Hamilton founded another cultural touchstone—the New York Post—in 1801. Then titled the New York Evening Post, it’s one of the longest continually published newspapers in the U.S. When he felt like opining, Hamilton would dictate articles to editor William Coleman.

42. The Federalist Papers went a long way in shifting public opinion on independence.

Hamilton, however, had used his own hand to author the Federalist Papers, a series of essays sent to newspapers in the 1780s to rally support for ratifying the Constitution. Hamilton used the pseudonym Publius, collaborating with James Madison and John Jay.

43. James Madison and Alexander Hamilton hated each other.

There was little love lost between treasury secretary Hamilton and fourth president James Madison, who frequently sparred with over economic strategy. Onetime friends, their acrimony set the tone for Madison’s tenure in office.

44. James Madison's wife was a celebrated hostess.

Said to be shy and reserved, Madison apparently had a counterbalance in wife Dolley, who entertained the whole of Washington. At the time, the city was not exactly a hotbed of partying, and her lavish affairs helped endear congressional members to the idea of Madison as president.

45. James Madison is our tiniest president.

To date, Madison remains our smallest president at 5 feet, 4 inches and 100 pounds.

46. There's a $5000 bill with James Madison's face on it.

James Madison's portrait on US money.
johan10/iStock via Getty Images

Madison is also the president to grace the little-known $5000 bill, part of a series of high-value denominations printed between 1928 and 1945. The bills were mainly used to settle large transactions between banks.

47. Another vice president's wife wrote a book on James Madison.

Although Madison had two vice presidents die in office, he had better luck with future VP Dick Cheney: The former vice president’s wife, Lynne, wrote a well-received biography of Madison in 2014.

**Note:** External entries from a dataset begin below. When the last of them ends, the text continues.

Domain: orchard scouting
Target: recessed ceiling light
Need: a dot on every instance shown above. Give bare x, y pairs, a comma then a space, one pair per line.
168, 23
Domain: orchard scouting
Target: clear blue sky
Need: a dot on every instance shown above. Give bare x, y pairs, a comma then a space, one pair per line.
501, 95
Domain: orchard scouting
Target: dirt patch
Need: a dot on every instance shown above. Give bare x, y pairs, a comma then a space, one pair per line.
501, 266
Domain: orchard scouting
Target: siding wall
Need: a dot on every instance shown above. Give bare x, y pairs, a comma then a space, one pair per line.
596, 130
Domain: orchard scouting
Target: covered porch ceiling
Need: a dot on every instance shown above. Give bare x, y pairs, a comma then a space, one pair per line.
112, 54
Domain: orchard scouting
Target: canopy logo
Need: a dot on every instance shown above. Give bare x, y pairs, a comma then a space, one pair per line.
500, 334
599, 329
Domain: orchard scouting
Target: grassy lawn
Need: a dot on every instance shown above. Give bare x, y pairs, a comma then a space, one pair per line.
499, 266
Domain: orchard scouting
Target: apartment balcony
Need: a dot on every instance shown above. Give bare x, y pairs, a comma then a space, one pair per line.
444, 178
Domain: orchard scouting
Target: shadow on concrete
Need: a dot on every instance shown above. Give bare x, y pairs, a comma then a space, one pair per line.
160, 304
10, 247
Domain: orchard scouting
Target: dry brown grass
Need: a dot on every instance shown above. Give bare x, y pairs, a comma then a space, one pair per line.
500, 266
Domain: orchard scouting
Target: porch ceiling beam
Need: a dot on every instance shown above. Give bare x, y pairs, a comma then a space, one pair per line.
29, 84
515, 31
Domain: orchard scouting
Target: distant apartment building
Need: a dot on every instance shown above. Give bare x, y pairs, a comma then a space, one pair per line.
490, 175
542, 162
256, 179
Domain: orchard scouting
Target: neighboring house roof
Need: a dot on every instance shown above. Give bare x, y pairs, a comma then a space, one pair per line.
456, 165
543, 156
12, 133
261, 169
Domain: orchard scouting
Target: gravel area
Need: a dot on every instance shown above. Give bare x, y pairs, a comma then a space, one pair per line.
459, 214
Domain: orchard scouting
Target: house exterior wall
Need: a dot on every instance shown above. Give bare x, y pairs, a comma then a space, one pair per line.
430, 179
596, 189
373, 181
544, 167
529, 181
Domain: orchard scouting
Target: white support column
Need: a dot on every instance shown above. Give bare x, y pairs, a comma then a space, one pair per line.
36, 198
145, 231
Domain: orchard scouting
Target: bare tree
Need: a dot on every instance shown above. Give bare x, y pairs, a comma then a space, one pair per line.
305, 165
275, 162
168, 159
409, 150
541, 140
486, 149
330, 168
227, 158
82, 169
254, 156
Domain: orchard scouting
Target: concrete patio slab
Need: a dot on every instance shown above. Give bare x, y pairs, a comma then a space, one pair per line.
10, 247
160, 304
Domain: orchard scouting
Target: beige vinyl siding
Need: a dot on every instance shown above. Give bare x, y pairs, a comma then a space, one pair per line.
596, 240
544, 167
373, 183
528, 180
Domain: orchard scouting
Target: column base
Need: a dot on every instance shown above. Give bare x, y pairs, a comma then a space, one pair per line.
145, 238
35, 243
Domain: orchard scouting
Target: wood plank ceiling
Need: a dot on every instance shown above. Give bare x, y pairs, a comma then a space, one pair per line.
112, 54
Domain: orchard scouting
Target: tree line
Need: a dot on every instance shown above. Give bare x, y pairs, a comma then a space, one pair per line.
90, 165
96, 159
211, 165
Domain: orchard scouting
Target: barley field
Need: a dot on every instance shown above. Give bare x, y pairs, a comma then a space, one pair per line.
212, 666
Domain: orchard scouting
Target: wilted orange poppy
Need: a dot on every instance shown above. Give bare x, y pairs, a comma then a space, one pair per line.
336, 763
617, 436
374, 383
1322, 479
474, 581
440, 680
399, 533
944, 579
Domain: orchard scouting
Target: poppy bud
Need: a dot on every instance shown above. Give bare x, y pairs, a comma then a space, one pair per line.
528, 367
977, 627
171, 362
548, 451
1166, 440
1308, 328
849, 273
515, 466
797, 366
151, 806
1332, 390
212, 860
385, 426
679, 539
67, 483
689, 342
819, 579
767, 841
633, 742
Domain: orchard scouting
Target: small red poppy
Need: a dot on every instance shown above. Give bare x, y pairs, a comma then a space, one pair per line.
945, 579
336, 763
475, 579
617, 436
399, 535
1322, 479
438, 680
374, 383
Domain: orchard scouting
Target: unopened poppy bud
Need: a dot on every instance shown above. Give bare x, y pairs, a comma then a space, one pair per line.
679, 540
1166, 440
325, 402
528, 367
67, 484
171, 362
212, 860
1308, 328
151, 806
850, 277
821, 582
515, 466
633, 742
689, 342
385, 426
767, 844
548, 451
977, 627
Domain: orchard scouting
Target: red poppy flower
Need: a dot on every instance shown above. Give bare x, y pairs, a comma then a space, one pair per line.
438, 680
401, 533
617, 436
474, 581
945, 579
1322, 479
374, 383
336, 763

48. Sam Adams was a child prodigy.

An illustration of Sam Adams
stocksnapper/iStock via Getty Images

While all of the Fathers had formidable intellects, Sam Adams had quite an early start. He was admitted into Harvard College at age 14 and earned a bachelor’s degree in 1740.

49. Sam Adams wasn't exactly a brewer.

In terms of Founding Father extracurricular activities, Sam Adams is frequently credited with being a beer brewer. That's not really true, though. Adams' father did make malted barley that was sold to breweries, and his son inherited the business and became known as a "maltster." But politics soon dominated Adams' time, and the business fell by the wayside.

50. You can drink at a pub where the Founding Fathers hung out.

Adams may not have been a brewmaster, but like a lot of Founding Fathers, he didn't mind pulling up a chair at a pub. You can enjoy a beer at the same location as Founding Fathers Paul Revere, John Hancock, and Adams. The Green Dragon Tavern in Boston is said to have been the preferred watering hole of the men—a place where politics could be discussed without the hassle of sobriety.